Nilda threw her son a cautioning glare, but he wasn’t looking at her.

“Chester has a theory about the radiation,” Jay said. “He reckons the undead were spreading it. They go through an impact site and get contaminated by the heavy isotopes. They carry them with them, so wherever they’ve been becomes radioactive.”

“How dangerous is it?” Greta asked.

“I think, I mean, this is from those medical books, and they don’t really go into much detail, but if Eamonn drinks the water or eats any food he finds, he’ll die,” Jay said.

“Oh my God,” Greta murmured.

“It’s okay,” Jay quickly added. “It’s not as bad as it sounds. He won’t die immediately, so he should be able to get to Wales. Unless he gets trapped out there, of course.”

Greta closed her eyes, and Nilda wanted to scream at her son for his tactlessness.

“He’ll be travelling quickly,” Nilda said. “I’m sure he’ll be fine.”

“He won’t,” Greta said. “I knew something like this would happen. He didn’t take a Geiger counter with him or one of those dosimeters. He wasn’t prepared. He just got the idea in his head that he could do it. He’ll die out there.”

“Or he might not,” Nilda said. “There’s no more point dwelling on the worst than there is on the best. So while we hope he made it, we must assume we’re on our own. A radio is a good idea; it’s something we can do, right? So, Yvonne, what do we need?”

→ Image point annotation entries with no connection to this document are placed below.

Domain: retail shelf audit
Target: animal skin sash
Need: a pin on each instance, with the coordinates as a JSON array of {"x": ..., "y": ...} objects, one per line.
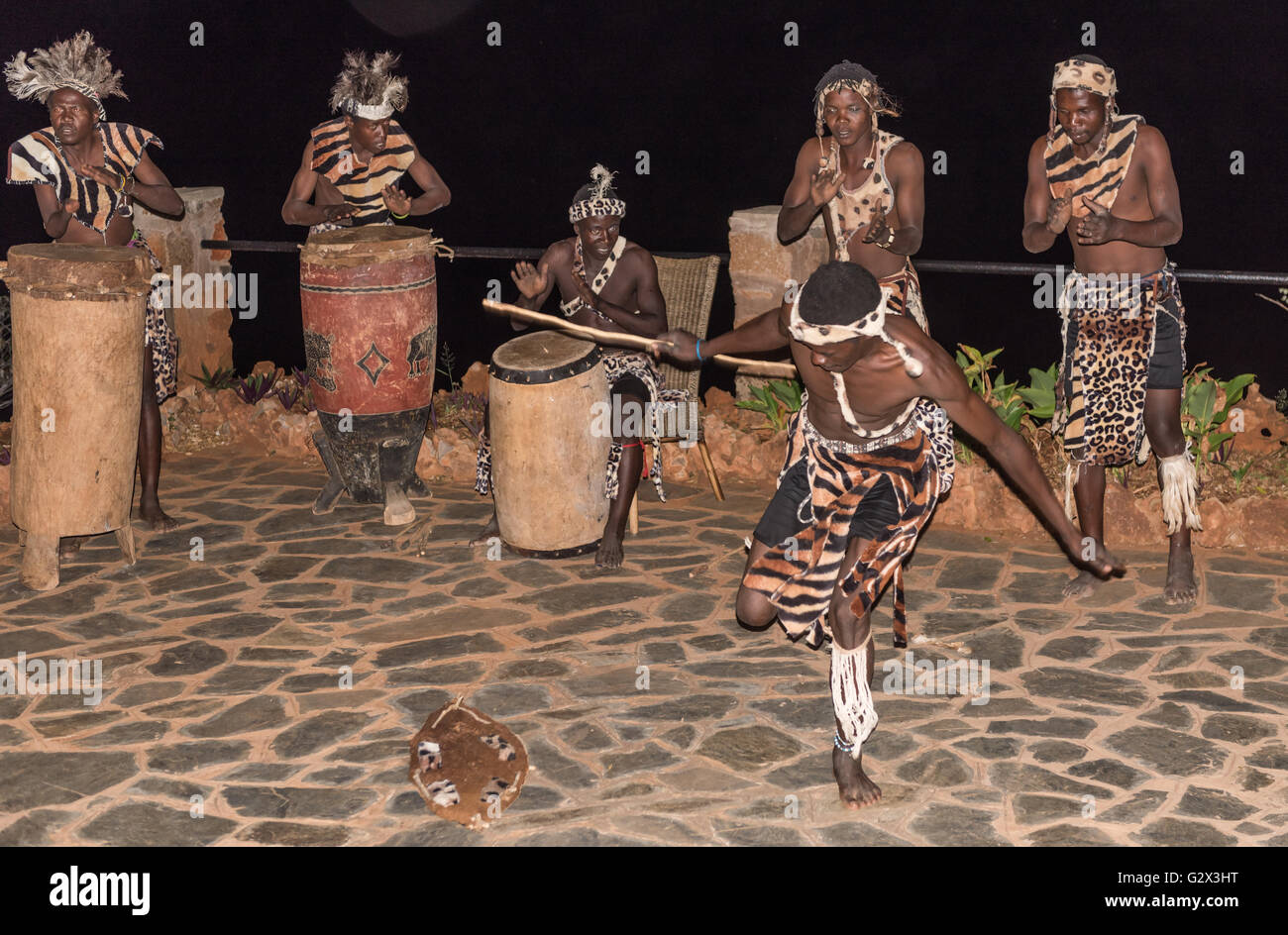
[
  {"x": 799, "y": 575},
  {"x": 605, "y": 272},
  {"x": 361, "y": 184},
  {"x": 850, "y": 211},
  {"x": 38, "y": 158},
  {"x": 1098, "y": 178}
]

“Ideally? A functioning transmitter would be nice. I suppose the simplest option would be to go back to Kirkman House.”

“No,” McInery said. “That’s not going to be possible. I barely made it two miles from here today. Though,” she added with uncharacteristic empathy, “of course I’m sure Finnegan made it much further. And I think, with time, we can find a safe route back to Kirkman House, but is it worth the effort? The signal from there didn’t carry more than a few miles. That’s why we were going to use the transmitter at Crystal Palace. And then there’s the generator; we’ve no fuel for it. Where are we going to find more?”

“So if we can’t use that one, can we build a radio of our own?” Nilda asked.

“Yes. In theory,” Yvonne said. “We’d need capacitors, transistors, an oscillator.”

Nilda raised her hands in that universal sign of baffled defeat. “Where do we find those?”

“I don’t think we do,” Yvonne said. “We forget about building a radio and think about a telegraph instead. All we need to do is send out a signal in Morse. The frequency it’s sent on doesn’t matter, and the message doesn’t have to be a long one, just that there are people here in London. It’s not going to be much more complicated than the signals sent over a century ago to prove that radio telegraphy worked.”

“Okay,” Nilda said. “And what do we need for that?”

“An induction coil, a power source, a spark gap, and an antenna. Basically,” she added. “Copper wire, some iron, and a battery.”

“It’s that simple?” Nilda asked.

“Yes and no,” Yvonne said. “The idea is very simple, but it’s going to take a lot of trial and effort. Copper and iron aren’t a problem. As for a power source, we’re stuck with using that battery from the electric bus. I don’t know if that’s going to be powerful enough.”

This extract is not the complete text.